Nesse sentido, talvez estejamos diante de algo mais antigo do que qualquer um desses documentos. Não necessariamente de um “Evangelho de Ditos” único, perfeitamente organizado e utilizado por todos, mas de um repertório tradicional de palavras de Jesus, transmitido em diferentes comunidades e posteriormente reorganizado segundo necessidades teológicas e literárias distintas. É possível que algumas dessas tradições tenham chegado a Paulo; outras, à tradição que reconstruímos como Q; outras, ainda, ao material utilizado pelo redator de Tomé. É também possível que alguns desses conjuntos tenham se influenciado mutuamente. O que não podemos fazer, a meu ver, é transformar imediatamente qualquer paralelo em dependência.

O próprio Tomé recomenda cautela. Andrea Annese chamou atenção para o caráter estratificado do evangelho e para a dificuldade de tratar seus 114 logia como se fossem provenientes de uma única fonte ou de uma única etapa histórica. Algumas tradições podem ser bastante antigas; outras podem representar desenvolvimentos posteriores; algumas podem possuir paralelos nos evangelhos sinópticos; outras não. Por isso, perguntar simplesmente se “Tomé depende de Paulo” é uma pergunta excessivamente grosseira para um documento tão complexo.
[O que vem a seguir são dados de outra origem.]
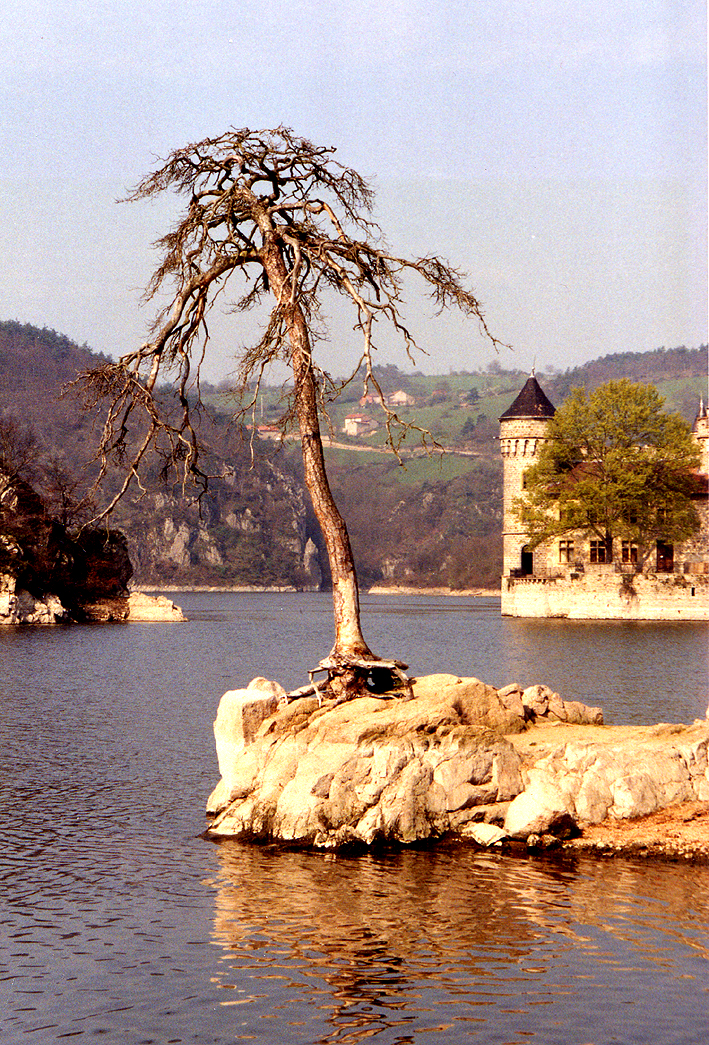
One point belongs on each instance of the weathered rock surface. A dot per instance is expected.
(373, 770)
(617, 772)
(50, 576)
A pergunta mais interessante seria outra: quais tradições preservadas em Tomé podem ter circulado antes de sua redação e podem encontrar correspondentes em Paulo, Q ou outras tradições cristãs primitivas?

Essa mudança de pergunta é importante porque nos permite olhar para os paralelos de maneira diferente. Tomé 17 e 1 Coríntios 2,9 não precisam representar dois textos que se copiaram. Podem representar duas testemunhas de uma tradição anterior. Tomé 2 e 1 Coríntios 4,8 não precisam revelar uma dependência literária direta. Podem revelar a existência de um vocabulário sapiencial que circulava em determinados ambientes cristãos. Da mesma maneira, os numerosos paralelos entre Tomé e Q não obrigam a escolher imediatamente entre “Tomé copiou Q” e “Q copiou Tomé”. Pode haver uma tradição anterior, transmitida em diferentes comunidades, que posteriormente foi organizada de maneiras distintas.

Não devemos, contudo, exagerar essa hipótese. Não temos condições de reconstruir uma coleção perdida de ditos e chamá-la de “proto-Tomé”, “proto-Q” ou qualquer outro nome que transforme uma hipótese em documento. O máximo que podemos fazer é observar os paralelos, estabelecer sua qualidade, avaliar sua distribuição e perguntar se determinadas tradições parecem possuir uma história anterior às formas literárias que conhecemos. O rigor, nesse caso, não está em oferecer uma resposta definitiva, mas em saber exatamente até onde a documentação nos permite caminhar.

É justamente por isso que considero mais interessante perguntar se Paulo, Q e Tomé preservam diferentes trajetórias de uma tradição de Jesus do que tentar estabelecer uma linha sucessória entre os três. Não seria:

Paulo → Q → Tomé.

Nem:

Tomé → Paulo.

Seria algo mais próximo de:

tradições de Jesus → diferentes trajetórias de transmissão → Paulo / Q / Tomé.

Essa reconstrução, evidentemente, continua sendo uma hipótese. Mas ela parece historicamente mais adequada ao tipo de documentação que possuímos. Paulo escreve antes de nossos evangelhos; Q é uma reconstrução e não um manuscrito preservado; Tomé, em sua forma final, é posterior, mas reúne materiais cuja antiguidade pode ser bastante desigual. Em lugar de imaginar uma sucessão linear entre documentos, talvez devamos imaginar uma circulação muito mais irregular de tradições, na qual palavras atribuídas a Jesus foram sendo transmitidas, adaptadas, agrupadas e reinterpretadas conforme atravessavam comunidades diferentes.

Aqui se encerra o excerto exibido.